DUBAI (Reuters) - Qatar Telecom (>> Qatar Telecom (QTel) Q.S.C.) (Qtel) has nearly doubled its stake in Kuwait's No.2 operator Wataniya (>> National Mobile Telecommunications Co.) to 92.1 percent, giving an instant boost to its bottom line and more control of subsidiaries in the high growth markets of Algeria and Tunisia.

Qtel, which operates in 16 countries across the Middle East, Africa and Asia, will pay 519.1 million Kuwaiti dinars ($1.8 billion) at 2.6 dinars per share to raise its stake in Wataniya from 52.5 percent, it said in a statement on Sunday.

"For the past couple of years the geopolitical situation in the Middle East has made it riskier to buy into new assets, so Qtel has prioritized raising its stakes in existing units where it knows the market and the other shareholders," said Marc Hammoud, Deutsche Bank telecoms analyst, in Dubai.

Qtel consolidates Wataniya's net profit on a pro rata basis. In 2011, the firm made a net profit of 362 million dinars from its operations in Kuwait, Algeria, Tunisia, the Maldives, Saudi Arabia and the Palestinian Territories.

Wataniya owns 71 percent of Algeria's Nedjma and 75 percent of Tunisia's Tunisiana, with this pair's revenue up 33 and 116 percent respectively last year, according to Qtel's results.

Yet Kuwait accounted for about 90 percent of Wataniya's net profit last year, with the country's average revenue per user (ARPU) among the highest in the Gulf.

"Tariffs aren't expected to decline substantially and this was an opportunity for Qtel to up its stake in a cash cow," said Abhinav Purohit, an analyst at IDC in Dubai.

Wataniya has an estimated 39 percent share of Kuwait's mobile subscribers, with Zain (>> Mobile Telecommunications Company KSC) claiming 41 percent and Saudi Telecom Co's (>> Saudi Telecom Company) (STC) affiliate, Viva, 20 percent.

"For many years, Wataniya did very well against Zain, but the market has changed since the launch of Viva, which has STC's backing and thus has been quite aggressive," said Abhinav. "This will allow Qtel to better deal with competition and also give it more lobbying power in Kuwait."

The latter is important because Kuwait does not have a telecom regulator. The Ministry of Communications is a de facto watchdog and also ultimately owns and operates the fixed-line infrastructure, which has long been earmarked for privatization.

"Qtel will be better placed as new opportunities emerge in Kuwait, especially in fixed lines," said Purohit.

Qtel did not state whom it bought the Wataniya shares, but on Saturday sources told Reuters the Kuwait Investment Authority (KIA) had agreed to sell its 23.5 percent stake.

Deutsche's Hammoud said the KIA's decision to sell its entire holding in Wataniya could set a precedent, with the government also owning stakes in Zain and Viva.

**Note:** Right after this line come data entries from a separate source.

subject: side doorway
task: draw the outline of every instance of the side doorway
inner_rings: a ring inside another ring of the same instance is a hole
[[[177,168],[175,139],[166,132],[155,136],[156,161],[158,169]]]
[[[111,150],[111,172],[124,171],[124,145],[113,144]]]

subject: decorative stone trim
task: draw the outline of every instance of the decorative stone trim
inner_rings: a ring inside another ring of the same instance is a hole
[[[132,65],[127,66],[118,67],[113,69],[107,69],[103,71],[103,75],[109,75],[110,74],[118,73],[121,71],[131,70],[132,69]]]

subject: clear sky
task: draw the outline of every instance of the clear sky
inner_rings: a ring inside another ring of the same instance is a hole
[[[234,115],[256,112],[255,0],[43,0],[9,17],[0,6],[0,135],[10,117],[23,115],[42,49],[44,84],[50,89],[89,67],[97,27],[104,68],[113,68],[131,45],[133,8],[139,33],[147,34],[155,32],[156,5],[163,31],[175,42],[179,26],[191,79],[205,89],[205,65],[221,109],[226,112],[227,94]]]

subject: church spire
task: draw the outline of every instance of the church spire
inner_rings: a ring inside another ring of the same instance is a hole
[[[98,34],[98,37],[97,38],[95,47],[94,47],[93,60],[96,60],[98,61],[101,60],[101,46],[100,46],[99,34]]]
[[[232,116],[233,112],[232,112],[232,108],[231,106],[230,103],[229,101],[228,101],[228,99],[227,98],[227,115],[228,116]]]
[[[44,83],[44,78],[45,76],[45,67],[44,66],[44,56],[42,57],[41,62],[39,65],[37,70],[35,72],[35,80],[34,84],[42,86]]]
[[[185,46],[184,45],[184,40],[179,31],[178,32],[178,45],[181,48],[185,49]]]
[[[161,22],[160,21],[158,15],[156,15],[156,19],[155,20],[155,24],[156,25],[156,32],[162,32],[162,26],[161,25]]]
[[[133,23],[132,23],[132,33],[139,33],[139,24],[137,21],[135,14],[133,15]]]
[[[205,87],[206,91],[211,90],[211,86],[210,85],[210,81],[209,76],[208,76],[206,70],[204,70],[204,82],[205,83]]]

Bourse rules do not allow Qtel to force remaining shareholders to sell.

"There are no delisting plans and Qtel won't go to minorities with a better offer to buy them out," said a banking source familiar with the matter. "For Qtel, a 90-percent control is more than enough."

The Wataniya deal is Qtel's second major buy this year after agreeing in June to double its stake in Iraq's No. 2 operator Asiacell to 60 percent for $1.47 billion.

"Are we going to see more majority shareholders looking to buy-out minority stakeholders in the sector? My answer would be yes," added the banker.

Yet Qtel is unlikely to take full control of Tunisiana, despite the government set to offload its remaining 25 percent stake, because it wants to sell to a financial investor, rather than a telecom firm.

Qtel was advised by Barclays Capital (>> Barclays PLC) and the investment banking arm of National Bank of Kuwait (>> National Bank of Kuwait SAK) on the deal. Consulting firm Protiviti advised Wataniya.